The playbook's automatic SSL obtaining/renewal flow will likely not work and you'll need to copy certificates around manually. See below.
aaronraimist commented 3 years ago

I would strongly recommend you ignore that whole "Server Delegation via a DNS SRV record (advanced)" section. It is possible to use SRV instead of .well-known but I would not recommend it.
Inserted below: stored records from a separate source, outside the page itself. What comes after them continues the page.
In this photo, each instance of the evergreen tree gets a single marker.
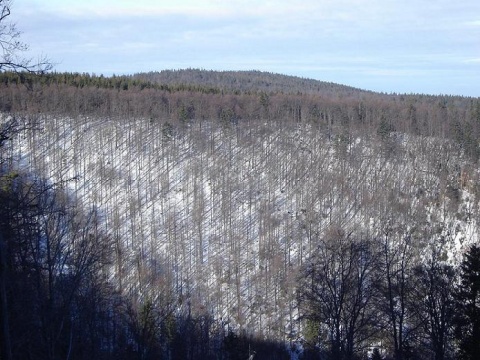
(468, 305)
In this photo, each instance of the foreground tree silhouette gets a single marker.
(336, 293)
(11, 60)
(468, 305)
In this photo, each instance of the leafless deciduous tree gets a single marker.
(12, 47)
(337, 293)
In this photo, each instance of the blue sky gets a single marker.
(406, 46)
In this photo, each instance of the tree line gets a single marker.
(180, 101)
(363, 295)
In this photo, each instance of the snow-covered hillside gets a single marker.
(224, 216)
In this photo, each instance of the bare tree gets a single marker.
(337, 293)
(12, 46)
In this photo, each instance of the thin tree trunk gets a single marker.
(6, 343)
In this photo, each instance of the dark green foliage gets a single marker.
(468, 305)
(376, 354)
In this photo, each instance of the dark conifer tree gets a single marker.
(468, 305)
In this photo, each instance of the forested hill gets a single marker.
(183, 96)
(184, 217)
(247, 81)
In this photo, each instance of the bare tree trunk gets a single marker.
(5, 329)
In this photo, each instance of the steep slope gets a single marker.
(224, 216)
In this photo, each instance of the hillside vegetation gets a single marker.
(200, 214)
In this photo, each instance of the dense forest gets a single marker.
(195, 214)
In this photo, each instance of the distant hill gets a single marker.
(246, 81)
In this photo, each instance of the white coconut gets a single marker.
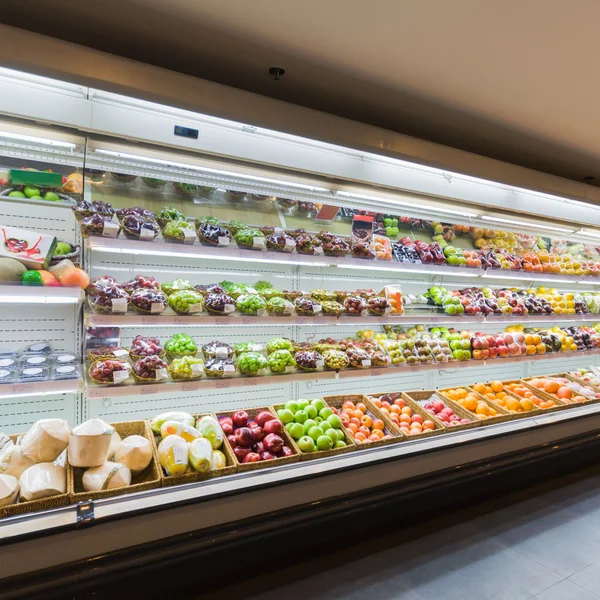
(108, 476)
(46, 440)
(135, 452)
(89, 443)
(42, 481)
(9, 490)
tomlawesome commented 3 years ago

I would strongly recommend you ignore that whole "Server Delegation via a DNS SRV record (advanced)" section. It is possible to use SRV instead of .well-known but I would not recommend it.

Ok, it just seemed preferable as the other way isn't (unfortunately) easy for me either. the base domain points at wordpress hosting that's not on my own server, so I'm not sure how I'll get https://tomlawson.io/.wellknown/etc/ with the file(s) there. Will look into if I can redirect the /sub/path via Cloudflare to my own server and try to serve it from there.

tomlawesome commented 3 years ago

Ok, managed to get them on the root domain. Luckily the host does allow non-wordpress generated files. Had to manually set the variable below and re-run the installer to get it to generate the .well-known files. Maybe because I've got SSL turned off? But there was nothing in there before.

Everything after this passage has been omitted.